Die Lage der Liga: Kein Bestandsschutz für Favoriten
Einmal Wolke Sieben und zurück - und das mit harter Landung: Nichts beschreibt wohl treffender die emotionale Achterbahn-Fahrt, auf die die Fans der Iserlohn Roosters von ihrem Team am vergangenen DEL-Wochenende geschickt wurden. Dabei zeigen das gloriose 6:1 vom Freitag gegen Tabellenführer Kölner Haie und das ernüchternde 2:6 bei Schlusslicht Düsseldorfer EG keine 48 Stunden darauf vor allem eines überdeutlich: Vermeintliche Favoriten genießen in der DEL derzeit keinen Bestandsschutz.
Neun Spieltage vor Beginn der Playoffs ist die DEL mitten in der heißen Saisonphase angekommen, wird von (fast) gleichwertigen Teams mit Haken und Ösen gekämpft, entscheidet oft nur das letzte Quäntchen Glück - oder der Videobeweis. Wie in München, wo sich Tabellenführer Köln nach der 1:6-Demontage im Sauerland erstaunlich gut erholt präsentierte und sogar lange in Führung lag.
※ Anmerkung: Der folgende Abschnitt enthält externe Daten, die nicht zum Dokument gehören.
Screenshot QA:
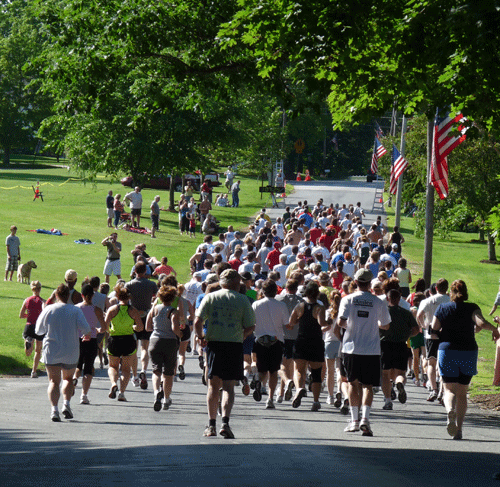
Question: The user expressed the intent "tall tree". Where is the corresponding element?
[0,0,50,165]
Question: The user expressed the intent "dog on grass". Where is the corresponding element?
[17,260,37,284]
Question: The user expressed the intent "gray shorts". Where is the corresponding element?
[325,341,340,360]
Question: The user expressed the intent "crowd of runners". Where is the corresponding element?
[16,196,499,440]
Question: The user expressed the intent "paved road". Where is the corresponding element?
[0,357,500,487]
[262,181,386,229]
[0,183,500,487]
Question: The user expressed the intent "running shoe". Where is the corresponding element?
[340,398,349,416]
[61,405,73,419]
[396,382,406,404]
[427,391,437,402]
[285,380,293,401]
[153,391,163,412]
[292,387,307,409]
[179,365,186,380]
[333,391,342,408]
[253,380,262,402]
[241,377,250,396]
[359,418,373,436]
[446,409,458,437]
[266,397,276,409]
[203,426,217,436]
[219,423,234,440]
[344,421,359,433]
[139,372,148,389]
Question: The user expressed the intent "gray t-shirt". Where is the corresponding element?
[276,293,304,340]
[151,304,177,339]
[125,277,158,314]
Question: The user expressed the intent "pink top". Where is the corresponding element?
[153,265,174,276]
[24,296,43,325]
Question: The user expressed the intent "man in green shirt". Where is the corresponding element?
[194,269,255,439]
[380,289,419,411]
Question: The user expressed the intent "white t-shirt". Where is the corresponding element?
[339,291,391,355]
[417,294,450,339]
[252,298,290,343]
[35,303,91,365]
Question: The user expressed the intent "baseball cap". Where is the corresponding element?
[219,269,240,284]
[240,271,253,281]
[64,269,78,281]
[354,269,373,282]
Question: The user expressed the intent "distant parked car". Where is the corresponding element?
[121,173,220,193]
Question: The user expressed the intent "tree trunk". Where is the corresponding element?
[486,231,497,261]
[168,174,175,211]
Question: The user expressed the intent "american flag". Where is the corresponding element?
[431,108,467,200]
[375,120,384,139]
[370,137,387,174]
[389,144,408,194]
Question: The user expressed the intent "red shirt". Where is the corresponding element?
[309,227,323,245]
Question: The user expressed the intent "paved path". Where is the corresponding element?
[262,181,386,229]
[0,357,500,487]
[0,183,500,487]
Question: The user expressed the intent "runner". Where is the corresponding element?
[194,269,255,439]
[338,269,391,436]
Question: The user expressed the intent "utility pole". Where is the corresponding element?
[423,120,434,287]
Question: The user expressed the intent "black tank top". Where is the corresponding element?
[297,303,323,340]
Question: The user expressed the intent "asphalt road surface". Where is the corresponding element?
[0,183,500,487]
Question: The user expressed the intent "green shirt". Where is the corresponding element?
[196,289,255,343]
[380,306,418,343]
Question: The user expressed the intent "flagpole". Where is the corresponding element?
[395,113,406,228]
[423,120,434,287]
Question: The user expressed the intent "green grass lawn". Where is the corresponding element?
[0,157,290,374]
[388,202,500,395]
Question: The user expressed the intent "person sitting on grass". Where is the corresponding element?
[153,257,177,277]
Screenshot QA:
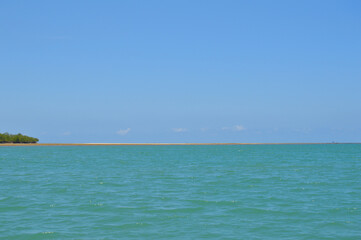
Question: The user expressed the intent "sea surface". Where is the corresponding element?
[0,144,361,240]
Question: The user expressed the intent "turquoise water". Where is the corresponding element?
[0,144,361,239]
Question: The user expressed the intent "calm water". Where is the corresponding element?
[0,144,361,240]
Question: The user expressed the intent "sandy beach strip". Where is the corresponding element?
[0,143,345,147]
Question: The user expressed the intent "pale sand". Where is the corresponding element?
[0,143,336,146]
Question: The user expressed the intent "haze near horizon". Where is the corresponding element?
[0,1,361,143]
Erst im Schlussdurchgang gelang den aufopferungsvoll kämpfenden Bullen, deren sportlicher Leiter Christian Winkler im Vorfeld angekündigt hatte: \"Wir lassen unser Herz heute auf dem Eis\", der Ausgleich. Nach der Overtime, in der die Haie zwei Minuten in Unterzahl schadlos überstanden, kam es zum Shootout, der kurioserweise mittels Videobeweises sein Ende fand. Der harte Schuss von Kölns Nationalstürmer Philip Gogulla schlug zwar oben rechts ein, prallte aber zurück: Nicht ersichtlich für das bloße Auge, ob der Puck die Linie gekreuzt hatte.
So mussten die Münchner Fans noch eine bange Minute überstehen, ehe das Fünf-Punkte-Wochenende vom Schiedsrichter nach Durchsicht des Videomaterials offiziell gemacht wurde. Schon zwei Tage zuvor waren die Oberbayern an einer Partie beteiligt, die in die Analen der 19. DEL-Saison eingehen dürfte: Bei den Krefeld Pinguinen feierte der EHC ein denkwürdiges 7:6 und den Auftakt eines Wochenendes, das die Münchner auf den begehrten zehnten Playoff-Platz führte.
EHC-Geschäftsführer Claus Gröbner hätte das Klassement am liebsten sofort schockgefrostet. Vor allem deshalb, weil der bayerische Rivale aus Augsburg aktuell Siebter ist - was gleichbedeutend mit dem Aufeinandertreffen beider Teams und einem attraktiven Derby in der ersten Playoff-Runde wäre.
Dass die Haie mit der Ausbeute von einem mageren Pünktchen noch immer Spitze sind, verdanken sie indes maßgeblich Rekord-Champion Eisbären Berlin, der am Freitag durch ein cleveres 4:3 bei den Adler Mannheim zu alter Stärke gefunden zu haben schien, zwei Tage darauf aber wieder - wie so oft in dieser Saison nach einem Erfolgserlebnis - patzte. Ingolstadt, das 14.100 enttäuschte Eisbären-Fans in der O2 World zurückließ, scheint sich im Hauptrunden-Schlussspurt wieder zu fangen. Mit Hamburg und Berlin bezwangen die Panther gleich zwei Top-Teams in Folge, sind im Rennen um die Playoffs plötzlich wieder überaus präsent - aber längst nicht durch!
Zu dicht sind die Team in diesem Tabellenteil gestaffelt. Einen herben Dämpfer auf die Playoff-Teilnahme erlitten die Grizzly Adams Wolfsburg, die daheim mit 2:3 an Krefeld scheiterten: Sechs Zähler Rückstand auf Rang zehn sind ein Wort. Zumal sich kein Team auf der Ziellinie eine Blöße geben will. Das gilt selbstverständlich auch für das abgeschlagene Schlusslicht Düsseldorfer EG, dessen Coach Christian Brittig klar signalisiert: \"Wir werden keinen Punkt kampflos hergeben.\"
Einen traurigen Beigeschmack erhielt das DEL-Wochenende indes durch den tragischen Tod eines Fans des EHC Red Bull München. Unmittelbar vor der Partie hatte er einen Herzinfarkt erlitten. Auch sofort eingeleitete Rettungsmaßnahmen konnten den Tod des Fans nicht mehr verhindern, der auf dem Weg ins Krankenhaus verstarb. Die betroffene Münchner Fan-Gemeinde gedachte des Toten nach dem Spiel mit einer Schweigeminute.